Michele Obama
© AFP
The co-director of Get Equal, the LGBT group affiliated with the 56-year-old woman who interrupted a speech by First Lady Michelle Obama on Tuesday told The Raw Story that while the group did not mean to be disrespectful toward her, the protest stood in line with its goal of holding politicians accountable for protecting their community's rights.

"She was the one who went to New York City, stood on a stage and said, 'Max out, max out, max out,'" Felipe Sousa-Rodríguez said on Wednesday, referring to a previous fundraising appearance by the First Lady on May 29, 2013. "Since she's the one going to Democratic party fundraisers, we are treating her as a Democrat leader."

According to MSNBC, Obama said during her previous speech, "We need you to keep on writing those checks!' And if you haven't maxed out, you know, what's my motto? Max out! Let's say it again, max out! And if you've maxed out, get your friends to max out."

Sousa-Rodríguez also disputed reports saying that Ellen Sturtz "heckled" Obama, saying that she and and three other members of the organization went to the fundraising event to have an "open conversation" with the first lady in hopes of getting her to exhort President Barack Obama to sign an executive order preventing federal contractors from discriminating against employees based on their gender identity or sexual orientation. The move, he said, would protect 22 percent of the nation's current workforce.

In an audio recording of the event (available here), Sturtz can be heard interrupting Obama mid-sentence as she is speaking about American children and the importance of the 2014 midterm elections.

Reports of Sturtz's actions also prompted an early backlash online from members of the African-American community, who saw the interrpution as part of a larger pattern of disrespect toward both her and the president.

"For 500 dollars, you can talk to her for two minutes," said MSNBC contributor Anthea Butler, a religious studies and Africana studies professor at the University of Pennsylvania. "It's not even like a big giant rally. She probably could have had a 1-minute conversation or so with the first lady and they thought this was the way to do it?"

Butler told The Raw Story that while she supported LGBT rights issues, she did not support GetEqual's actions, and also heard similar responses from gay and lesbian Twitter followers. Butler said Sturtz's remark that she was "taken aback" when Michelle Obama spoke directly to her following the interruption was particularly problematic.

"That's just completely fake outrage," Butler said. "You know, if you're an activist, that something's gonna go down."

Sousa-Rodríguez said that both Sturtz and GetEqual respected the first lady and that the group had already done everything it could to bring attention to their call for the executive order, which has been pending for more than a year.

"We have protested in front of the White House, we have met with representatives of the White House, you name it," he said. "And yet, all we get is silence. We don't get any responses. And to us, the reason why we went specifically to the first lady was because just the week before that, she was asking us to max out. She was asking us to open up our wallets."
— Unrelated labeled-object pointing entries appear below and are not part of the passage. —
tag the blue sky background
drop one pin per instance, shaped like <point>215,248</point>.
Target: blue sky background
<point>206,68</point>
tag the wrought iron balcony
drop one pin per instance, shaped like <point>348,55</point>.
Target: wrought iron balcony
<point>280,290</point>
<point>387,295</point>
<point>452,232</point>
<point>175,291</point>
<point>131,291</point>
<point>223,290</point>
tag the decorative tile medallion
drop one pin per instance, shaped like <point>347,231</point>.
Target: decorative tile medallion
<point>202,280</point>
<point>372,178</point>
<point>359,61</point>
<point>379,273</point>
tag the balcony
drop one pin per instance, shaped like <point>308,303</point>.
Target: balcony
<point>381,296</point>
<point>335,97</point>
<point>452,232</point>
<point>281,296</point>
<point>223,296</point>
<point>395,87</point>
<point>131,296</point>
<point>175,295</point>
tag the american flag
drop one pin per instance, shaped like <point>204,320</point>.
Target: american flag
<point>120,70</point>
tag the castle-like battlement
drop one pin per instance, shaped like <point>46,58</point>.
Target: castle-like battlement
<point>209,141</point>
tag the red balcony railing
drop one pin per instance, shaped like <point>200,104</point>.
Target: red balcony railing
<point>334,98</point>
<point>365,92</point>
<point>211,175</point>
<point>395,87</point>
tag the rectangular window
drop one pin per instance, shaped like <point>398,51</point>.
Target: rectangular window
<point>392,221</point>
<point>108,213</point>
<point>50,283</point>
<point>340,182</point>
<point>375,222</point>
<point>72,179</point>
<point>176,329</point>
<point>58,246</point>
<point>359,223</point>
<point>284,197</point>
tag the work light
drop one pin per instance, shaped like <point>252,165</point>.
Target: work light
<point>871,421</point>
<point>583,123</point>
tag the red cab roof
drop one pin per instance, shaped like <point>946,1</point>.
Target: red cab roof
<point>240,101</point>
He also said GetEqual was willing to discuss Sturtz's discussion with the first lady with the black community. But according to Butler, the encounter had "polluted the water" surrounding the issue.

"You really think that this was gonna help you, by yelling at [the president's] wife? Be real," she said. "You just ruined it. That's what desperation causes you. I smell desperation all over these people. If Martin Luther King had just gotten up and sent somebody in to start yelling at JFK, do you think the Civil Rights movement would've happened?"